A former biotech executive who's living with terminal cancer wants to reset expectations about new cancer treatments
Courtesty Toby Richards
In 2015, he was diagnosed with head and neck cancer, which was caused by human papillomavirus (or HPV), a sexually transmitted infection.
After the diagnosis, Becker used his expertise in the drug industry to consider possible treatment options. One he was enthusiastic about? Cancer immunotherapy.
Unlike chemotherapy, which involves administering powerful drugs that kill both cancerous and healthy cells (most healthy cells can repair themselves), immunotherapies harness the power of the immune system to help it identify and knock out just the cancerous cells.
These treatments have generated a lot of buzz lately.
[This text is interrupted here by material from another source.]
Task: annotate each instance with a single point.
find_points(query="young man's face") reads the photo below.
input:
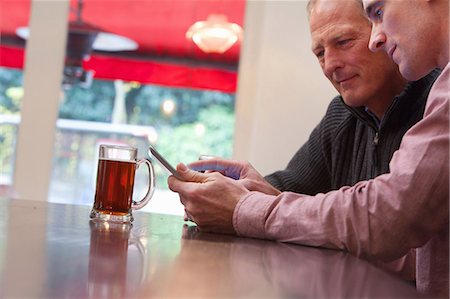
(340, 35)
(401, 29)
In 2016, for instance, former President Jimmy Carter announced he was cancer-free after using the immunotherapy Keytruda as part of his treatment for melanoma. There's been a surge of investment in cancer therapies in the past few years as well, with global spending on cancer treatments hitting $113 billion in 2016.
Becker is currently being treated for his cancer, and considered using an approved cancer immunotherapy. There are a number that have been approved in the past few years for a wide array of cancers from melanoma, to lung cancer. It's led to a big marketing push to raise awareness for immunotherapy and new treatments.
"I've seen those commercials, I would think that we've cured lung cancer," Becker said.
But when he looked at immunotherapy for his own cancer, reality set in.
The majority of the patients who got a checkpoint inhibitor, called nivolumab, don't respond to treatment or have much of a benefit. The median survival rate (a measure of how long patients on the treatment tended to survive) was only a couple of months longer than chemotherapy, and even then it was under a year. "You're not talking about a long term survival or anything like that," he said. "At the end of the day it was only 20% that got a sustained benefit or a 'cure.'"
Those odds weren't good enough to convince Becker to try. He opted instead to enroll in a trial that explores the effects of M7824, a drug that combines the same checkpoint inhibitor as nivolumab, but packed in an extra punch with another target. In the end, his cancer still progressed.
So even though there are some new immunotherapy treatments one expert called the "most exciting thing I've seen in my lifetime," there is still a long way to in making sure the majority of cancer patients respond to treatment.
"I think everybody thinks cancer's just about to be cured, when we have a little bit more work to do," Becker said. "I think if we can pop that bubble or at least reset people to have dialed down expectations for some of these breakthroughs make that in the public's best interest."